Emergency Care is No Accident at Newport Hospital
John remembers seeing the triage nurse in our emergency department when he arrived experiencing excruciating abdominal pain. He later described her as calm, knowledgeable and caring. She made him feel that everything was going to be okay.
Within minutes, Anthony Napoli, MD, director of the emergency department, was there. A nurse promptly started an IV, took a blood sample and called for an abdominal CT scan. Diagnosis: a kidney stone. John received medication and an emergency phone number to call, if necessary, over the weekend.

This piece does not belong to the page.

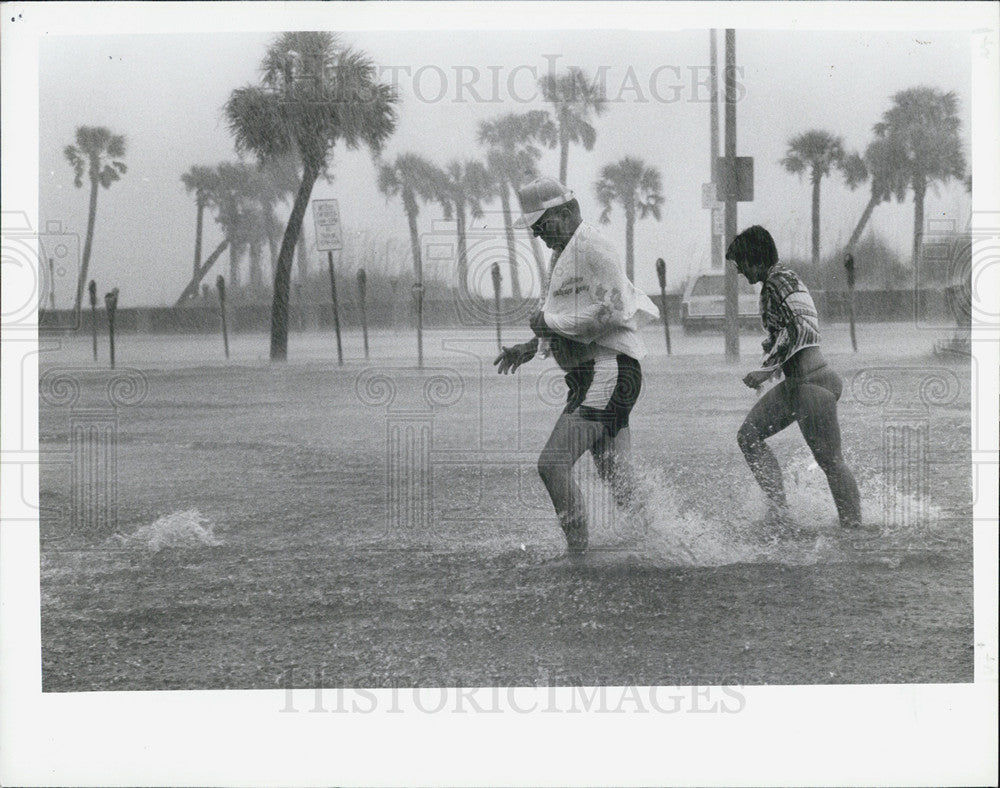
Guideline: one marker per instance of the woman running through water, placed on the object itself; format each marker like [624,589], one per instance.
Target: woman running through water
[810,390]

John later wrote to Newport Hospital President Crista Durand expressing his appreciation for the outstanding team that cared for him. What John didn’t recall from his visit was how busy the ED was: our staff made him feel like he was their sole focus from the moment he arrived.
You might think this story is unique, but this is now a typical experience for patients in our ED since new initiatives and protocols were put in place last year to reduce wait times and improve patient satisfaction. The result: waiting times are the lowest in the state, surpassing national standards, and patient satisfaction ratings are in the top fifth percentile of similar community hospitals nationwide.
“Newport Hospital’s unique challenge is that we have great variability in our emergency department volume,” explains Dr. Napoli. “While winters can be fairly quiet, summer volume increases 40 percent and can sometimes more than double what we see on a winter day.”
With new systems in place this past summer (one of the busiest summers the ED has ever had), wait times were as low as 16 minutes, beating national benchmarks. “We are proud of these results. Our patients felt respected and cared for and got the fast, efficient, skilled treatment they deserve,” says Dr. Napoli.
But Crista Durand and Dr. Napoli know systems alone are not enough.
“Sustaining these improvements is difficult if you don’t change the environment,” explains Crista. “Reality is, any day in the summer and fall, I can walk down to the ED and there will be seven patients in the hallway. The staff goes above and beyond to compensate for having 17 beds when we need 25, having one triage bay when we need three, and not having a behavioral health area.”
Plans are underway to transform the emergency department and provide increased access and services for the community.